In addition, we suggest Canada must move to a more comprehensive approach to caregiver supports. Right now, the patchwork of caregiver supports unfairly dictates that where individuals live governs what help they will receive. We applaud Manitoba and Nova Scotia for making caregivers a priority and urge the Government of Canada to examine these approaches. Canada can also learn from others. The United Kingdom provides a modest, but highly welcomed Carer’s Allowance for people who assist others who are disabled or have a chronic condition. A new support is the Carer’s Credit which enables caregivers to build up qualifying years for the British equivalent of CPP.

The MS Society suggests the federal government look at a pan-Canadian approach to caregiver support by engaging the provinces and territories, caregivers and organizations that represent caregivers in a dialogue about how caregivers can truly be supported including refundable tax credits, protection of jobs and recognition of their vital role.

Recommendation: That the Government of Canada first, immediately address the needs of caregivers of people with MS by making existing and future caregiver tax credits refundable to help them in their day-to-day lives of looking after loved ones and second, work with the provinces, territories, caregivers and caregiver organizations on the development of a pan-Canadian approach to supporting caregivers.

2. Income security for people with MS and other chronic conditions

Income security for people living with MS is of utmost importance. Many people with MS are no longer able to work full time after they develop MS, and they and their families primarily bear the significant costs of the disease.⁷ This is true of other people who have either episodic or chronic conditions, especially those caused by brain disease or injury. The result is that many Canadians with MS and other disabilities and chronic conditions and their families live on extremely limited incomes and find it difficult to keep and find work. To live, they turn to the current hodgepodge of federal, provincial and territorial disability pensions, social assistance programs and tax credits, which often cannibalize each other and discourage people from working. The result: individuals who can work some of the time do not return to jobs and, ultimately, are trapped in poverty.

The MS Society urges both short-term and long-term approaches to tackle these problems. In the short-term, the Government of Canada could initiate changes to two existing programs under its jurisdiction which would help more people stay in the work force as active contributors to the Canadian economy and help low-income individuals receive some much needed financial support.

The first change would be to allow people who have an episodic disability such as MS to choose to work part-time and receive partial Employment Insurance sickness benefits if they are able to return to work on a part-time basis. Currently, individuals who qualify for EI sickness benefits receive them for 15 weeks. By allowing people to receive benefits for 150 half days instead of 75 days (i.e., 15 weeks), individuals with an episodic disability would be able to maintain a strong attachment to their jobs and receive an adequate income even when they have to take time off. Employers would pay a lower salary during the benefit period but still retain the services of an experienced employee. There would be no additional cost to EI.

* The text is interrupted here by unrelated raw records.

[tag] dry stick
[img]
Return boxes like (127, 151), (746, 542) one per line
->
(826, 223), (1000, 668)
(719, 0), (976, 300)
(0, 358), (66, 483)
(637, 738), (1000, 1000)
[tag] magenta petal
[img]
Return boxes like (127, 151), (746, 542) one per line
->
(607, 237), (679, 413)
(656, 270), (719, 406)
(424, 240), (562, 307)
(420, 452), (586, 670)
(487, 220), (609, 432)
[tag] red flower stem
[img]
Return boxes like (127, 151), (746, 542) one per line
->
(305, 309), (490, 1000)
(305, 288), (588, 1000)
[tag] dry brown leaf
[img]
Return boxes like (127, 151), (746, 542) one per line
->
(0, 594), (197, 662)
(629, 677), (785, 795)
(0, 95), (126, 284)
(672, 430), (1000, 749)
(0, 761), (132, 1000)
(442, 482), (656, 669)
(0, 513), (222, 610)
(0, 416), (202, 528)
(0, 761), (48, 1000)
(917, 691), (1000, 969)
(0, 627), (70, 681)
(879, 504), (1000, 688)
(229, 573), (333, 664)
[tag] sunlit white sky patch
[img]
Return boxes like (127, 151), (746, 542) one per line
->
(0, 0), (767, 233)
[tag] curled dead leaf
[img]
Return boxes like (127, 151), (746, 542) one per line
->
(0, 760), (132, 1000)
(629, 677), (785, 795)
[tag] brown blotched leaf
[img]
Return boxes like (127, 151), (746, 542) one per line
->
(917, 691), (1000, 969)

MS provides an excellent example of an episodic disability. Most people with MS have the relapsing-remitting type of the disease which is characterized by unpredictable but clearly defined episodes or attacks during which new symptoms appear, or existing ones get worse. The time between attacks is variable but can be weeks, months or even years. During a relapse, an individual may have to take time off from the job for an undetermined amount of time, or he/she may be able to manage by reducing the number of hours worked during the week. The employer may be understanding and keep the job open and offer flexible hours with no reduction in pay. Or, unfortunately, the employer may decide accommodation would be too costly and the individual should apply for long-term disability benefits. In the MS Society’s view, when an individual leaves a job under pressure, the community also loses since it no longer benefits from the contributions of a skilled worker and valued taxpayer.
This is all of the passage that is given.